3. Only Render Text Layers for What's Visible

Here's the clever bit. I only render the visual text layer (the thing that shows yellow highlights) for three pages: the current page and the ones directly before and after it.


const pagesToRender = [
  currentPage - 1,
  currentPage,
  currentPage + 1
];

So if you're on page 42 of a 100-page document, I'm only rendering visual text layers for pages 41, 42, and 43. The other 97 pages? Just the PDF image, no text layer.

When you jump to a search result on page 75, I update to render text layers for pages 74, 75, and 76 instead.

How It Feels in Practice

Let's say you search for "revenue" in a 100-page report:

  1. You type "revenue" and hit enter

  2. Search runs through all 100 pages in memory → takes maybe 50ms

  3. Results show up: "Found on pages 5, 12, and 47"

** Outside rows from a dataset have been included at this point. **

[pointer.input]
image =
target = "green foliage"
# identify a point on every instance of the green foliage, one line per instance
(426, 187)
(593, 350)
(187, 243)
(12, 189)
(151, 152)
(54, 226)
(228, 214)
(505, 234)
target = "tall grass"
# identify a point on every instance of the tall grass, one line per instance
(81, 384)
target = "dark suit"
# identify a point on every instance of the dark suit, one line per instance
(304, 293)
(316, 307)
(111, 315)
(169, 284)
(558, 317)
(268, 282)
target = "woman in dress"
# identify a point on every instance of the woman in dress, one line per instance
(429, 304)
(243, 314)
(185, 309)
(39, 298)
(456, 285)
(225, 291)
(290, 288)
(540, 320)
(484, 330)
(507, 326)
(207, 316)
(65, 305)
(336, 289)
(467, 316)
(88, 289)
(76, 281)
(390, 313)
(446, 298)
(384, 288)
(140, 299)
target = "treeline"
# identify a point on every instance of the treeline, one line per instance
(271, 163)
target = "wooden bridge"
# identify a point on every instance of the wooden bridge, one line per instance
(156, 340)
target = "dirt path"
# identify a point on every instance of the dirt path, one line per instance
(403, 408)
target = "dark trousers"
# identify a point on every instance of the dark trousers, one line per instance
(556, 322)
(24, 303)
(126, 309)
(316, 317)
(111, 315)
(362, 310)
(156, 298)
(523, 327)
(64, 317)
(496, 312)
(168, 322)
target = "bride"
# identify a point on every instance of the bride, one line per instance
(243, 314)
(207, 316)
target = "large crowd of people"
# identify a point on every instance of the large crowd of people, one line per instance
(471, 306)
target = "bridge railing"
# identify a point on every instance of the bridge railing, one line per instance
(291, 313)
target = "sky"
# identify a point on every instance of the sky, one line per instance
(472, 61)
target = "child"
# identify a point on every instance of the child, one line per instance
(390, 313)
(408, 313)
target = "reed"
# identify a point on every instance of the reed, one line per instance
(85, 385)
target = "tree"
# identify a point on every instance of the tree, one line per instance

  4. You're on page 5, so pages 4-6 have text layers rendered with highlights

  5. You click "next result" to jump to page 12

  6. Text layers update to pages 11-13, highlights show up instantly

  7. Smooth sailing

The Difference

Usual implementation:

  • Search triggered → Render 100 text layers → Extract text from layers → Search → Show results

  • Time: 30-60 seconds for 100 pages

My implementation:

  • PDF loads → Extract raw text content (not layers!) in 2-3 seconds

  • Search triggered → Search raw text in memory (50ms) → Render only 3 text layers for highlights → Show results

  • Time: Instant

The key: I search through lightweight text content, not expensive rendered layers.

Note

Add a debounce

// Wait for user to stop typing
useEffect(() => {
  const timer = setTimeout(() => {
    searchInDocument(searchQuery);
  }, 300);

  return () => clearTimeout(timer);
}, [searchQuery]);

The Takeaway

It's just understanding that you can separate searching the data from showing the highlights.

Extract once, store smart, render only what's visible. That's it.

Now my PDF search feels instant, even on huge documents. And I can finally drink my coffee in peace.